The Loss Of My Father - Myron Taylor

As hard as this is to type, I'm going to try.

Yesterday at midnight (one min past) my father passed away. This is a man that was very, very dear to me. I was his "little girl" and he was always there for me. My emotions are up and down, but I will get through this. He tried to tell me over the last year, that his time was short and that I needed to be prepared for his passing. I told him I knew that, but I didn't want to loose him.



My father serviced 26 years in the Air Force. He was Security Service. He worked for NSA - and when we grew up, no one knew what NASA was. Now it's well know. He was the first on the plane that went to Russia back in the 1950/1960's that a movie was made of. He wanted to see the movie to see how accurate it was. I don't think he saw it.


He grew up in Seattle. This is him with his brother Bill, who passed away about 10 years ago. Dad was the oldest of 5. He is proceeded by Uncle Bill, Aunt Doreen, and a brother, Glen who passed at the age of 2.

My scanner had scanned the whole page, so cropping didn't work well - hence the large gap. This is dad when he was promoted to Master Sargent. He retired as a Chief Master Sargent (CMSgt).
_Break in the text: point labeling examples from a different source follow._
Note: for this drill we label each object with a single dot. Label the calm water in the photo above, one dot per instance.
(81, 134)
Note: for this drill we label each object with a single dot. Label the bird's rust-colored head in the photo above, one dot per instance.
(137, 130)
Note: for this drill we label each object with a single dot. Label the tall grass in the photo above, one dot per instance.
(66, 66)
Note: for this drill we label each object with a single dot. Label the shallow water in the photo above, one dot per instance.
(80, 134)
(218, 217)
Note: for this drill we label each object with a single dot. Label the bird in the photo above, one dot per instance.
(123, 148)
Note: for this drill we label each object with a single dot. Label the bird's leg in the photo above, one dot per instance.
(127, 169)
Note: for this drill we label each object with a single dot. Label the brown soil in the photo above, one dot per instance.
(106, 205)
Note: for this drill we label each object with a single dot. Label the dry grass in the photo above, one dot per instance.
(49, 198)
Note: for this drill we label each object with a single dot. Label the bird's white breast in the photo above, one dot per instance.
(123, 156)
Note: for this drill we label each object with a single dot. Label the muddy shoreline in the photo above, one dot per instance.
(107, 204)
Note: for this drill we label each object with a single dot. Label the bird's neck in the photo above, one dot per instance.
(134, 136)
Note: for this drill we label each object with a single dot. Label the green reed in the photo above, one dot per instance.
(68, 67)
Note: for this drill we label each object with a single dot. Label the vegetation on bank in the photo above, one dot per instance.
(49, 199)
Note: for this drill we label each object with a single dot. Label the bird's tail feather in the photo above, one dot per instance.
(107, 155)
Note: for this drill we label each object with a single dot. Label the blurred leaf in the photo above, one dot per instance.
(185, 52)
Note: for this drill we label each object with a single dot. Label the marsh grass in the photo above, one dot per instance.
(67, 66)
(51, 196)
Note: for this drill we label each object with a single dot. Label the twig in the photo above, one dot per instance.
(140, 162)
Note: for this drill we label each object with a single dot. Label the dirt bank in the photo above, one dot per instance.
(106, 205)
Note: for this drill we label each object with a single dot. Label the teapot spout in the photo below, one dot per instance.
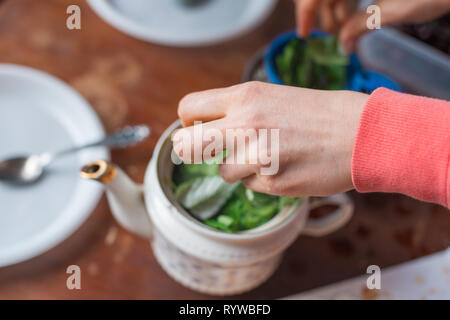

He was a really cute baby!



We joked around when I graduated from Centralia College in 2011. He was so proud that I finally went back to school. We had a great time! He was my rock and was very encouraging.



Katt was working with him on how to take a "selfie" and he had fun learning how to use a phone camera. 


He was playing around with Katt at Jason's wedding back in 2010. 


He loved his coffee. He drank a lot over the years. 

This is my Rock, and now he's gone. It's so hard to believe he's gone. There is a big "void" in my heart. Things are so final. 

He was the one that told me, if I didn't like making quilts, then I shouldn't do them because mom does. I needed to do what I loved to do, and not do something just to make someone else happy. Do what I love to do and don't worry about what others say or think. So, I changed back to my cross stitch and embroidery. with it, but found out he is being cremated so the quilt will not go with him. Don't know what mom will do with it. 

I'm hoping to feel well enough to do my crafts. I'm feeling like I can't calm down. Maybe cross stitch will calm me down. 

DAD - I love you and I miss you very much! 

Stay Happy Stitching/Happy Quilting.